462.00R296/4026

Memorandum by the Secretary of State of a Conversation With the German Chargé (Leitner)36

The German Chargé called at Woodley this afternoon, and I told him that for some time we had been studying anxiously the situation in Germany and Austria, which seemed to be liable to produce very grave repercussions throughout the world. I said that in this country what we could do depended upon the joint action of the Executive and Congress, and the powers of the Executive were limited, but that the President was sounding out the leaders of Congress with respect to the possibility of this proposition—a suspension for one year of all intergovernmental claims and obligations, including reparations, debts and relief debts, and excepting only debts which were owed to private citizens like the so-called commercialized debts. I pointed out that the exception involved that portion of the unconditional annuities owing to France which had been commercialized and on which I understood the debt service amounted to about fifteen million dollars per year.

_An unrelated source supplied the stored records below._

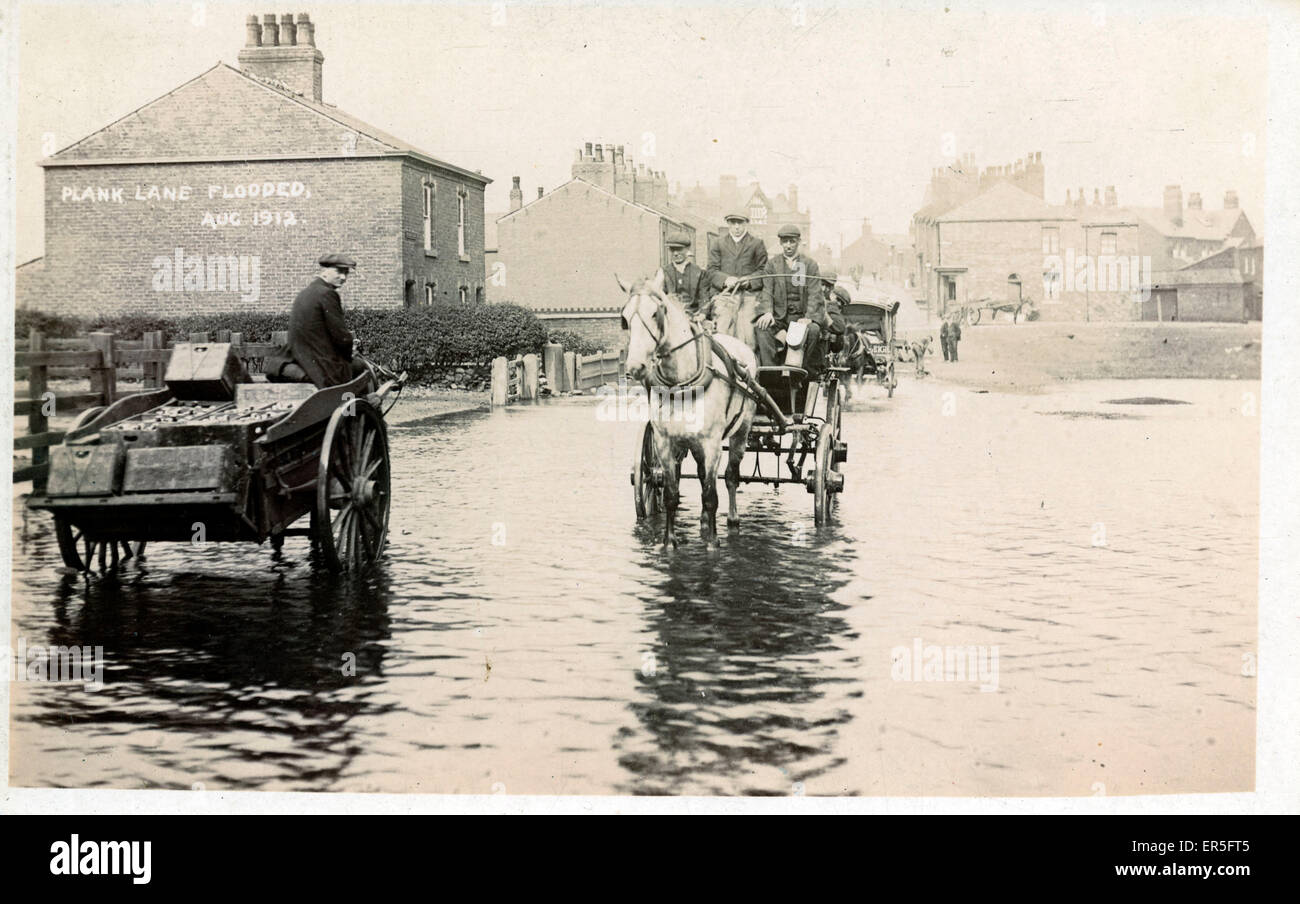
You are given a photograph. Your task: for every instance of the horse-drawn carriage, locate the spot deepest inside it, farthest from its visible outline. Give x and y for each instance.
(741, 410)
(870, 344)
(216, 457)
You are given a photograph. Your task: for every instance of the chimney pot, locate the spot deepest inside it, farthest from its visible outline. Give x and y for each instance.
(269, 30)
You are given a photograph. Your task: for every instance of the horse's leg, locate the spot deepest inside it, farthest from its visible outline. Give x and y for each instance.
(707, 453)
(735, 453)
(671, 488)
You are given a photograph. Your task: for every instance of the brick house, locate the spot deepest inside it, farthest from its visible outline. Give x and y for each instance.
(221, 195)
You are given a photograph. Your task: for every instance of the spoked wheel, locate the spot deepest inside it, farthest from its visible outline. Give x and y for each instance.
(352, 489)
(646, 493)
(85, 553)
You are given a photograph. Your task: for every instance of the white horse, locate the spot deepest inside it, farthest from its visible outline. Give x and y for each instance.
(676, 362)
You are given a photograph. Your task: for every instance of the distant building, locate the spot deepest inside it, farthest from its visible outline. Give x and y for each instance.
(878, 256)
(1082, 260)
(559, 254)
(221, 195)
(766, 213)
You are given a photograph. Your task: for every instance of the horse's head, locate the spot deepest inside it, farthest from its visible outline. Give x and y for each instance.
(651, 321)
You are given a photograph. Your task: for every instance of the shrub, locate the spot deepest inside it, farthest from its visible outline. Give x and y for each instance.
(575, 342)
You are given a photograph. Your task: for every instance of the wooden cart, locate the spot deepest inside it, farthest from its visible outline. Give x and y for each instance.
(216, 457)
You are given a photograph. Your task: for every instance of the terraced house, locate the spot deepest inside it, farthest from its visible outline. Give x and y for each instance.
(221, 195)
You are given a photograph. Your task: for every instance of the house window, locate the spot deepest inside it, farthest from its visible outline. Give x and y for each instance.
(1051, 239)
(460, 223)
(428, 216)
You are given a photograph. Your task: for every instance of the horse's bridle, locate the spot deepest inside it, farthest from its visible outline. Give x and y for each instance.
(661, 340)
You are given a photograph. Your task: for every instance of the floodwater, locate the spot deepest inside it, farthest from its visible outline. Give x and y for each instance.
(1091, 567)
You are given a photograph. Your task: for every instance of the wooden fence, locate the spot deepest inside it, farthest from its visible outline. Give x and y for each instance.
(99, 359)
(518, 380)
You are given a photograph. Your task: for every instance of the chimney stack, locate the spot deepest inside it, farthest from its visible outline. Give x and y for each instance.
(1174, 204)
(306, 31)
(284, 52)
(269, 30)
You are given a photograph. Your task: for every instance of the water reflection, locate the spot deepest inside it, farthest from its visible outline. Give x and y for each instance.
(739, 692)
(263, 667)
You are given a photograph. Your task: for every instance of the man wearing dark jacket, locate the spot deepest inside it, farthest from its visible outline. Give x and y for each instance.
(736, 254)
(684, 279)
(319, 338)
(792, 290)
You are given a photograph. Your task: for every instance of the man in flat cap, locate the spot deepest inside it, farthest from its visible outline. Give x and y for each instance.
(684, 279)
(792, 289)
(320, 344)
(736, 254)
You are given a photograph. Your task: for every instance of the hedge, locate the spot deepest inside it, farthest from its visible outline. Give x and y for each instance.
(420, 340)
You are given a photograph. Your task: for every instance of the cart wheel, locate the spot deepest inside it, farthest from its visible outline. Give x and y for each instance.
(352, 489)
(645, 494)
(83, 553)
(823, 493)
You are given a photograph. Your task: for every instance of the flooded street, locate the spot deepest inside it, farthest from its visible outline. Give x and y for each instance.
(527, 635)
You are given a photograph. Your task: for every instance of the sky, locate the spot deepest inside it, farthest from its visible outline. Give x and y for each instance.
(854, 103)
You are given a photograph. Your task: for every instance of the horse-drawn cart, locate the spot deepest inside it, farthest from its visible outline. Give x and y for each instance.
(870, 342)
(216, 457)
(807, 445)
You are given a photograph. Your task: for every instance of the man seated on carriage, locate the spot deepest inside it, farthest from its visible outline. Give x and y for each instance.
(792, 290)
(684, 279)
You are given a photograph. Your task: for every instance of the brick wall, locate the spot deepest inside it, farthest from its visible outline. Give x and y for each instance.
(563, 251)
(117, 252)
(442, 265)
(605, 332)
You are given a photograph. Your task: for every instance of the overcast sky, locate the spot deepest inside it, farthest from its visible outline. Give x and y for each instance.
(856, 103)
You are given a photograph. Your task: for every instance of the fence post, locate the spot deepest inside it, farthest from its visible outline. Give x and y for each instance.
(528, 385)
(571, 371)
(37, 422)
(499, 381)
(154, 370)
(554, 359)
(103, 379)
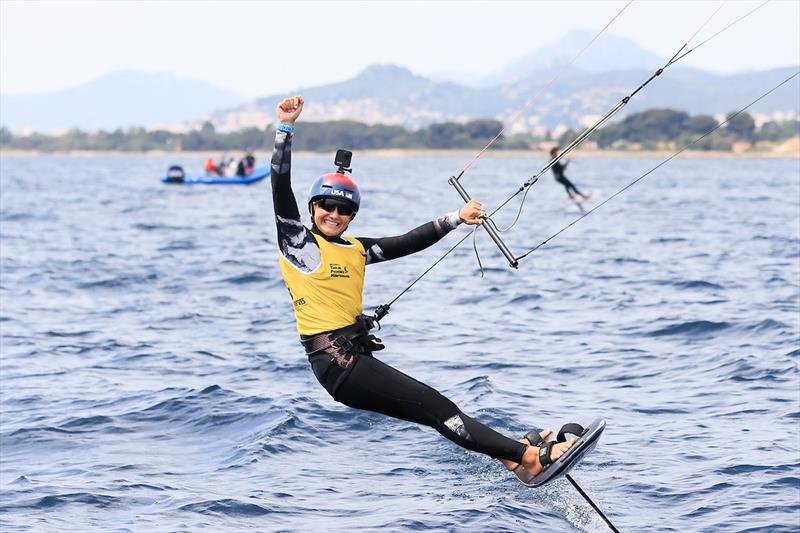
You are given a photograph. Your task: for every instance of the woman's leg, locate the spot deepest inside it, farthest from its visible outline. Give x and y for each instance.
(373, 385)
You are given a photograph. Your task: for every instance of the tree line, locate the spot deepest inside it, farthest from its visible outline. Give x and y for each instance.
(647, 129)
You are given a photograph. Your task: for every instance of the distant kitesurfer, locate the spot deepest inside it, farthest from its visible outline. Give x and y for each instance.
(558, 172)
(324, 272)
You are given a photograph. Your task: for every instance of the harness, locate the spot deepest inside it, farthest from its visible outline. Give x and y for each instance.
(345, 343)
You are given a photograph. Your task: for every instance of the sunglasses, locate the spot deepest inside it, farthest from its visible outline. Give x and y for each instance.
(330, 204)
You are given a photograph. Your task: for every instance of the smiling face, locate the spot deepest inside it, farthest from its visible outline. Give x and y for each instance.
(330, 223)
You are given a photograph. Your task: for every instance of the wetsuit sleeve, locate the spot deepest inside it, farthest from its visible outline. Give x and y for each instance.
(295, 241)
(387, 248)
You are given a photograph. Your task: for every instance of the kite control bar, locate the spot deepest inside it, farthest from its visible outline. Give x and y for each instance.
(488, 227)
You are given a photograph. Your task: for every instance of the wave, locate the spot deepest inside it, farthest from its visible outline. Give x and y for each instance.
(694, 328)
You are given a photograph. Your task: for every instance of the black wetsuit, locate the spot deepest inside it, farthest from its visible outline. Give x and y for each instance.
(558, 172)
(356, 378)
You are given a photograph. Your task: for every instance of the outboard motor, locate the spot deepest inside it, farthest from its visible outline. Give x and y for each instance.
(175, 174)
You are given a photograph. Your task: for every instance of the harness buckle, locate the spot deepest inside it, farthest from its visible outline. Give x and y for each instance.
(342, 344)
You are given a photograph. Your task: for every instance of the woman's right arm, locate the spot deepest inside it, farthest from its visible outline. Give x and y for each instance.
(295, 242)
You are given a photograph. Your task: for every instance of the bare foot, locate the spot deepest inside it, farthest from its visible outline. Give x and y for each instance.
(530, 459)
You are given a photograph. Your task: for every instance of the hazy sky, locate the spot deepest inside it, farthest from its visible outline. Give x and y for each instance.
(259, 48)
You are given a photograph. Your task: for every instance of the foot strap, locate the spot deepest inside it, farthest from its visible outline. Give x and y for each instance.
(572, 429)
(544, 454)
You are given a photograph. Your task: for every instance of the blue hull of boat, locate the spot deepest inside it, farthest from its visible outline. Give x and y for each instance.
(257, 175)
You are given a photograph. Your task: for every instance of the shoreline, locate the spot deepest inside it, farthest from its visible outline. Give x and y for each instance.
(417, 152)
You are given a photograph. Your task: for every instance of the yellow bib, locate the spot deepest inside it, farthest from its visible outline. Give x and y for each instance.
(330, 297)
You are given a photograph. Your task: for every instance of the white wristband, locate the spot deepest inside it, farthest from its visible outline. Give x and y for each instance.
(454, 219)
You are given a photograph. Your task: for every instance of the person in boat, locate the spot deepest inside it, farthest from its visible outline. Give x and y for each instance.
(558, 172)
(249, 162)
(211, 167)
(324, 272)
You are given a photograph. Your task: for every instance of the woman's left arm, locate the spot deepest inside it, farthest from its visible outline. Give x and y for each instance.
(387, 248)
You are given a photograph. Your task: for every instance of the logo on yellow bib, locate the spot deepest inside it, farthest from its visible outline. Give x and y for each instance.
(339, 271)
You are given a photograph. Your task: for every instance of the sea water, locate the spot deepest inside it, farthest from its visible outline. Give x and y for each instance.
(151, 377)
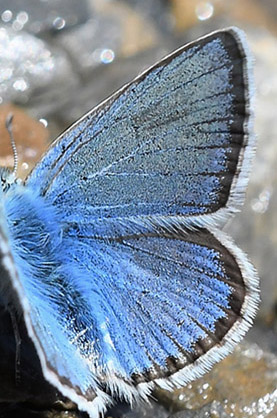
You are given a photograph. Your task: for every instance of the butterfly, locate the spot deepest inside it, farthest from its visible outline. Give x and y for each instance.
(113, 246)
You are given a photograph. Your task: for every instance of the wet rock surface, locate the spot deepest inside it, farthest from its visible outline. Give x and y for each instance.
(55, 81)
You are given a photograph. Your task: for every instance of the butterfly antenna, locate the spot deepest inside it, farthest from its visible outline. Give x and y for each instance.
(9, 121)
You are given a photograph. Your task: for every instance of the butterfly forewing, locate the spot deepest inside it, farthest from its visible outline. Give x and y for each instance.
(166, 145)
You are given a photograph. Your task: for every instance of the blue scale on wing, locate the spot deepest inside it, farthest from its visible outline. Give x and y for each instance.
(163, 147)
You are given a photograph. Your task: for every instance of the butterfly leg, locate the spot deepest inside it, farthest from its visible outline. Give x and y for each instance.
(18, 341)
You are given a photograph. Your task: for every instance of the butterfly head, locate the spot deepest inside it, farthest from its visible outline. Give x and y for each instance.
(8, 177)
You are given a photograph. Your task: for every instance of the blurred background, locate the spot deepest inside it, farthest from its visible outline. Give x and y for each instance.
(59, 58)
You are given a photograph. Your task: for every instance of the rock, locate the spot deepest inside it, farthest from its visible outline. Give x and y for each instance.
(241, 386)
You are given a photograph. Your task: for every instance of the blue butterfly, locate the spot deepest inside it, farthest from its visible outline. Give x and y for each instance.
(113, 248)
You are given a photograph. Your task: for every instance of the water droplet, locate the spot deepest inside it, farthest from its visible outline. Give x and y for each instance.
(6, 16)
(20, 84)
(59, 23)
(204, 10)
(107, 56)
(22, 17)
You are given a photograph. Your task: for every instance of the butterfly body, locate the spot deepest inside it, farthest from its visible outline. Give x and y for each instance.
(113, 246)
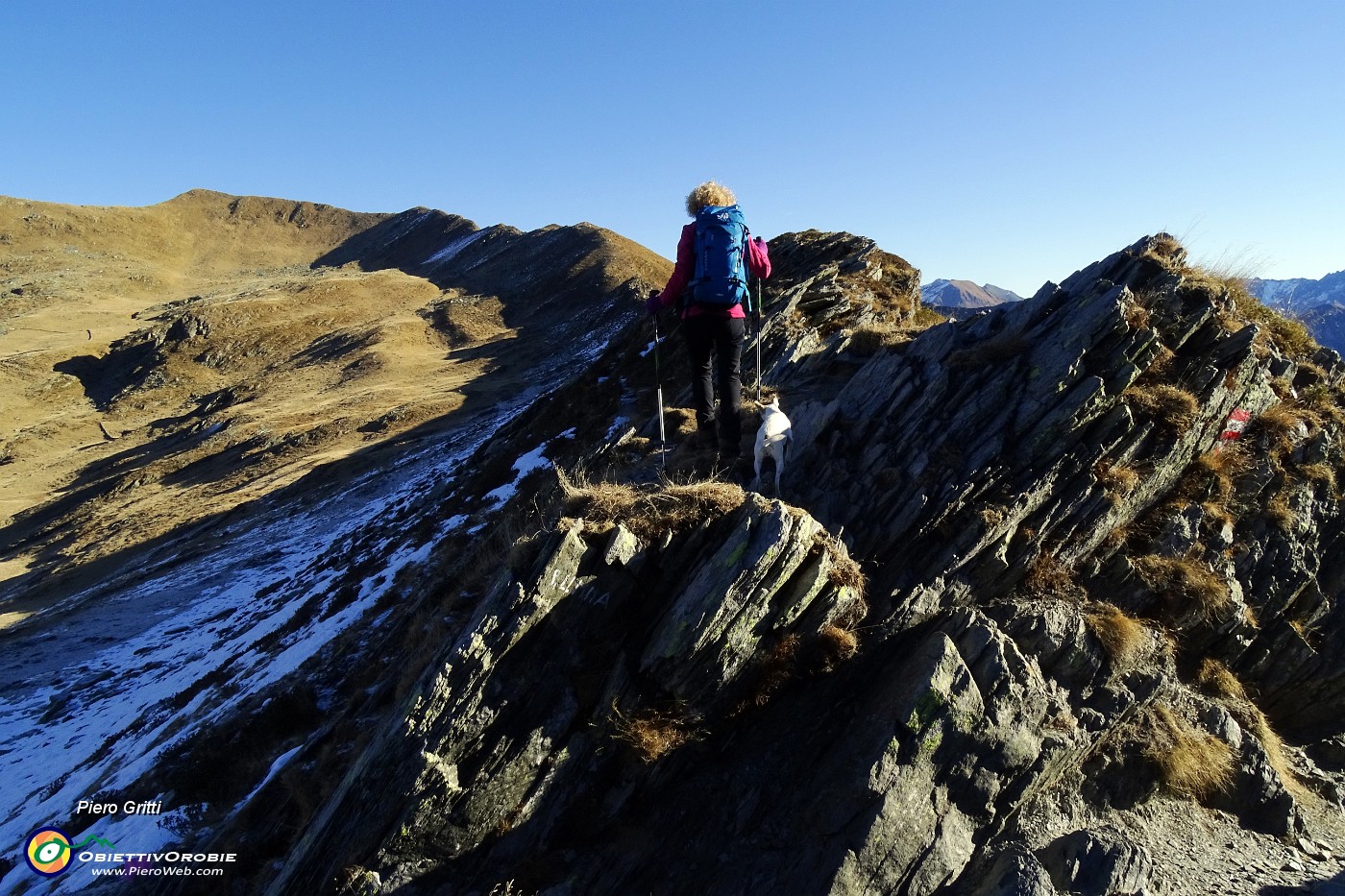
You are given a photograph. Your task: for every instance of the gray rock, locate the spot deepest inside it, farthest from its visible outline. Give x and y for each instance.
(1099, 862)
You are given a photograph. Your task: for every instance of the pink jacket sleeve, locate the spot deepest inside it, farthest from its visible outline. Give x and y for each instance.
(759, 262)
(683, 268)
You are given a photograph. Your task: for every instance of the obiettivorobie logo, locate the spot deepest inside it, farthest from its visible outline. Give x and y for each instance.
(49, 851)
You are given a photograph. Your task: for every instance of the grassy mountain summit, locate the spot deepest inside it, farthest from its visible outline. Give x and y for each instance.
(172, 362)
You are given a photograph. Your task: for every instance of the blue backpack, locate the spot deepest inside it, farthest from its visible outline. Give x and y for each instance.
(721, 265)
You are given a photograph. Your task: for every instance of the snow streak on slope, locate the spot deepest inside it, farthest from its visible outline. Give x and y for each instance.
(131, 671)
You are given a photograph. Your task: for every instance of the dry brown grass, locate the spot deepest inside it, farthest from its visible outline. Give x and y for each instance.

I told him that the President had not finished his investigation, but that it was beginning to leak out through the press and, therefore, I preferred to tell what we were doing directly to the various countries involved rather than to have them hear distorted rumors from the press. I told him that the President had met with gratifying success so far, but we could not yet tell whether any step like that could be taken; that we felt that this step was far better both materially and psychologically than any other step we had heard proposed, including action under the Young Plan. I also said that its effectiveness would depend upon the cordiality and promptness with which it was received by all of the nations because the situation was psychological, but we hoped that a lead in this direction would lift the situation out of the slough of depression and start recuperation. I told him that this plan rested upon the assumption that it would apply to all nations and that no plan for this country (the United States) to make the only sacrifices would have any possibility of acceptance whatever; that the President’s investigation had already made that clear. I told him that I was seeing the representatives of the different countries. He asked about France specifically, and I told him I had seen the Ambassador of France. The German Chargé took down notes of my statement as we talked.

H[enry] L. S[timson]
  1. Similar conversations were held by the Secretary of State on June 19 with the British Ambassador, the Italian Chargé, and the Austrian Minister; and on June 20 with the Belgian Ambassador, the Yugoslav Minister, the Rumanian Minister, and the Greek Chargé (462.00R296/4047, 4041, 4025, 4027, 4048, 4049, 4050).